Wheat for December delivery rose 5.6 percent to $6.46 a bushel by 5:36 p.m. London time on the Chicago Board of Trade. Prices have slid 21 percent since May 27, the last close before Prime Minister Vladimir Putin said Russia would let the export ban expire as scheduled July 1.
Grain exports reached 10.7 million tons as of today and may climb to 18 million to 19 million tons by January, Zubkov told reporters. The national crop may reach 90 million to 92 million tons in the year through June, with consumption at 72 million tons, he said.
10 Days’ Notice
Imposing a duty would be a “wise” signal to traders, said Andrei Sizov Sr., general director of Moscow-based researcher SovEcon.
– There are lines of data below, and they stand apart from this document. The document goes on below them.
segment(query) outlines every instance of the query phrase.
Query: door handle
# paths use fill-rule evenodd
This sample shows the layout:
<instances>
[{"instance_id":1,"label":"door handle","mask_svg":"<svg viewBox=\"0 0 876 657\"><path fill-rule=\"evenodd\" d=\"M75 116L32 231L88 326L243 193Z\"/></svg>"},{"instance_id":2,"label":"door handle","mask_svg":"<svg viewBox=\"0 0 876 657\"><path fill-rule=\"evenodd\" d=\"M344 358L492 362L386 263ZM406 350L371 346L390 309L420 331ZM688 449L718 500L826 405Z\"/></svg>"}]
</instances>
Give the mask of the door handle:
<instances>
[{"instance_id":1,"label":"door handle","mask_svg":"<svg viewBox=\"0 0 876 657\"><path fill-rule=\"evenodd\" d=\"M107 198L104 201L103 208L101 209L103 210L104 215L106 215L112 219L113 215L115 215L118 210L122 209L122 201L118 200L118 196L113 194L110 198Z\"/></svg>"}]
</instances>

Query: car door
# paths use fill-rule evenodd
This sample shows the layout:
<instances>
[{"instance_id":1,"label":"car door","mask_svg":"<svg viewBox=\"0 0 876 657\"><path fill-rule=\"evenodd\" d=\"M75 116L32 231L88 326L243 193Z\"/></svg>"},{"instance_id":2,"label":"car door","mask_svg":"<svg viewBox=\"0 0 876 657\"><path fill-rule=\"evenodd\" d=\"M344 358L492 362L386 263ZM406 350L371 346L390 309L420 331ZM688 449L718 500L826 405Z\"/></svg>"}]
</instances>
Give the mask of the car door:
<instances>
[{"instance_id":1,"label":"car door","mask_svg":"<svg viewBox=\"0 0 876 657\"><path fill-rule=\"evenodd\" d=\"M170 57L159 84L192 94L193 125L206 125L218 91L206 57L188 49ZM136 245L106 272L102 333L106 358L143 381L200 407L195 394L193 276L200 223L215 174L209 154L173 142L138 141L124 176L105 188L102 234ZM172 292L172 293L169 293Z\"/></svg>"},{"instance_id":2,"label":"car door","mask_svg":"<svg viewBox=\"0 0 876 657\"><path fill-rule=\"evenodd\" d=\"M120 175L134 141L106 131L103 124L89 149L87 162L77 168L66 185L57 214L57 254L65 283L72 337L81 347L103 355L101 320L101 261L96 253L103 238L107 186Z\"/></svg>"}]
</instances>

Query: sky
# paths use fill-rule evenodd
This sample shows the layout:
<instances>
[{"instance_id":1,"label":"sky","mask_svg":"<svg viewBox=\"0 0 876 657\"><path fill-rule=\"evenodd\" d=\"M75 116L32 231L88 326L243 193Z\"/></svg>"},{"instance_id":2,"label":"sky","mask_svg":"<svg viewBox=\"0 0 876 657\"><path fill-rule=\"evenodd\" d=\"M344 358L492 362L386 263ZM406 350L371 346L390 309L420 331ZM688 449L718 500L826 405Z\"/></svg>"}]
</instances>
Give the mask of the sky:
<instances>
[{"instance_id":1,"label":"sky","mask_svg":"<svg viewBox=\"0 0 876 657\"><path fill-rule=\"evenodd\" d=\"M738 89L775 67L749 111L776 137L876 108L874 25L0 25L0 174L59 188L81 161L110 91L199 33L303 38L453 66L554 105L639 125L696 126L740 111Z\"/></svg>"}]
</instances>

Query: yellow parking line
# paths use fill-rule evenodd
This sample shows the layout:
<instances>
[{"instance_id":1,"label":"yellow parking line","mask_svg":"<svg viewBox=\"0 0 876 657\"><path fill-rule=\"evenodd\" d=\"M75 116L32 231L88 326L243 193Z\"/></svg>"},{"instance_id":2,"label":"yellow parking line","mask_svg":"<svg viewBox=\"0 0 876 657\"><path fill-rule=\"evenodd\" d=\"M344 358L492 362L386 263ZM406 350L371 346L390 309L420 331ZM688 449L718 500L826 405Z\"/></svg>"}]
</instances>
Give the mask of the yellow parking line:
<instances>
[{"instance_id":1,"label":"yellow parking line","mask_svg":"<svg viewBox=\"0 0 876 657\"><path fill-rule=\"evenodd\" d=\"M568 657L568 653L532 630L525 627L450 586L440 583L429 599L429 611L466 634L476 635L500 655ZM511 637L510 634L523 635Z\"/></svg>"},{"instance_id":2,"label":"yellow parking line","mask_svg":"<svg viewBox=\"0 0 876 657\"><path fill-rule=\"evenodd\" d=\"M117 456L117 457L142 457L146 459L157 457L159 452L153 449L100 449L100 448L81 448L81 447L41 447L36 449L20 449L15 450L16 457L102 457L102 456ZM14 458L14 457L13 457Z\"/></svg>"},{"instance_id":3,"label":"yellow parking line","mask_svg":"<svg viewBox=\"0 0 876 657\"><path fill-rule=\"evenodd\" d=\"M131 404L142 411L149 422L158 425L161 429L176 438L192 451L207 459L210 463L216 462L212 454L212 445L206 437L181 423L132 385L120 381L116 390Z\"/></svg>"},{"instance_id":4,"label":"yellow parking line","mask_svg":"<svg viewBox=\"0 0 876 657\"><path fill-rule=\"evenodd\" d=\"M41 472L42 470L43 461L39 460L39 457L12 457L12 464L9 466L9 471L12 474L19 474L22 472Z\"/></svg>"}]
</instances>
Last year the government gave just 10 days’ notice of the export ban, which took effect Aug. 15.
The possible restriction on outbound shipments is aimed at controlling food inflation and ensuring domestic supply, according to Zubkov. The government aims to maintain prices in the country at a “comfortable range” of 5,600 rubles ($177) to 6,500 rubles a ton, he said.
Exports at the level targeted by Zubkov for levying the tax would be a “historic record” for Russia, according to Sizov. Russia shipped a record 23.2 million tons of grain in the 12 months through June 2009, Rabobank estimates.
Putin, 59, said Sept. 24 he’ll seek to return to the presidency in March elections, pushing aside protege Dmitry Medvedev, who replaced him in the Kremlin for four years because of a constitutional ban on three consecutive terms. Russia also holds parliamentary elections in December.
Russia restricted grain exports via duties in the 2007-08 season to curb inflation, when it also held parliamentary elections in December and a presidential vote in March.